The story is that the release of visitor logs is scheduled for the last Friday of every month, and this was moved up because of the Thanksgiving holiday, but nonetheless, the White House released a document dump right before Thanksgiving of another 1,600 records of visits to 1600 Pennsylvania Ave.

The records include visits through August 31 of this year. Norm Eisen, a special counsel to the President for ethics and government reform, has more:

Several of the most frequent White House visitors in today’s release are, not surprisingly, Administration officials who come to the White House as part of their daily work. For example, Tom Perrelli and Spencer Overton – each an appointed official in the Administration – have visited the White House many times.

Finally, as we noted last month, sometimes rather than providing clear information transparency can have confusing or amusing results. With an average of 100,000 White House access records created each month, many White House Visitors share the same name as celebrities. In October, requests were submitted for the names of some notable figures (for example Michael Jordan and Michael Moore). The famous individuals with those names never actually came to the White House, but we have included the individuals that did visit and share those names.

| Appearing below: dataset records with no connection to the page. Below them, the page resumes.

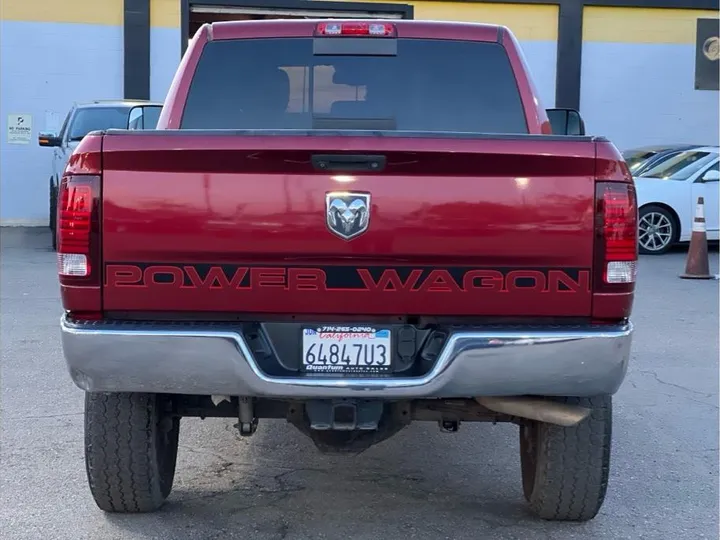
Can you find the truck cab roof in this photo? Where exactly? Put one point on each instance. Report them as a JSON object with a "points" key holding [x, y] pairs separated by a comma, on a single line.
{"points": [[117, 103]]}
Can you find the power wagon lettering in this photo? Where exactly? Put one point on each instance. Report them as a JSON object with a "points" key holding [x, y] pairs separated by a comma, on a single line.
{"points": [[339, 278]]}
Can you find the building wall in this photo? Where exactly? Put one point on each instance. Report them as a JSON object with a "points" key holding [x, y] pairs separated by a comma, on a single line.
{"points": [[637, 73], [164, 45], [52, 53], [638, 77], [535, 26]]}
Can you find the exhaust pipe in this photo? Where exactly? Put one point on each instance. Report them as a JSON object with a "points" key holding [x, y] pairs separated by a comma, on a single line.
{"points": [[542, 410]]}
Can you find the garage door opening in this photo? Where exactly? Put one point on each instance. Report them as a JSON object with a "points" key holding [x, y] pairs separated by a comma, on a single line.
{"points": [[196, 13]]}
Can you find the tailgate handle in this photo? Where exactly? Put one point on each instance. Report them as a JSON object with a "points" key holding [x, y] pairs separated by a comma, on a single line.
{"points": [[348, 162]]}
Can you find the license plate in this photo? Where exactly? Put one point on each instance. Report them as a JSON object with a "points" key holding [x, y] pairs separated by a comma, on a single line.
{"points": [[346, 349]]}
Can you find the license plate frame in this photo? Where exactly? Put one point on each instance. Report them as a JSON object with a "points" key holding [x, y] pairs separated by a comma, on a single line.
{"points": [[360, 350]]}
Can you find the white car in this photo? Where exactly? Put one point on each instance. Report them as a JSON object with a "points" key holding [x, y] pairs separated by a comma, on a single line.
{"points": [[667, 196]]}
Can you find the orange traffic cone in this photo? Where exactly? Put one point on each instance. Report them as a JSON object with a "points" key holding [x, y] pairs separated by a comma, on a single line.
{"points": [[698, 263]]}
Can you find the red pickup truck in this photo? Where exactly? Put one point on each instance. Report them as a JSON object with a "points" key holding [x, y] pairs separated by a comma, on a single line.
{"points": [[349, 225]]}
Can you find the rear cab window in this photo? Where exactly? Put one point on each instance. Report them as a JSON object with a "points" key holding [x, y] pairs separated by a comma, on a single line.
{"points": [[428, 85]]}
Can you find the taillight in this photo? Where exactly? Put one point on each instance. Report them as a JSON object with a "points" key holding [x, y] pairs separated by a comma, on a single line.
{"points": [[616, 250], [78, 227], [372, 29]]}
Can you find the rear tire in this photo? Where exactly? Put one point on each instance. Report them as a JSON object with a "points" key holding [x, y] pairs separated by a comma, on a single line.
{"points": [[565, 469], [131, 443]]}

The searchable database of visitor records, including the date of the meeting and the purpose of the visit, can be found here.

…at a certain level, I don’t know if this really tells us a whole lot. It’s great that I know that Olympia Snowe met with the President and the First Lady back in June, or that the CEO of Chevron has been to the White House five times, or that Brent Scowcroft met with National Security Advisor James Jones twice, or that Bob Rubin met with Valerie Jarrett and Larry Summers over the summer, or that Markos Moulitsas has been in the White House twice, or that Colin Powell met with the President in May. But what am I actually getting from that? What patterns arise? I think there can be value in this raw data, but it requires a lot of scrutiny and some educated guessing.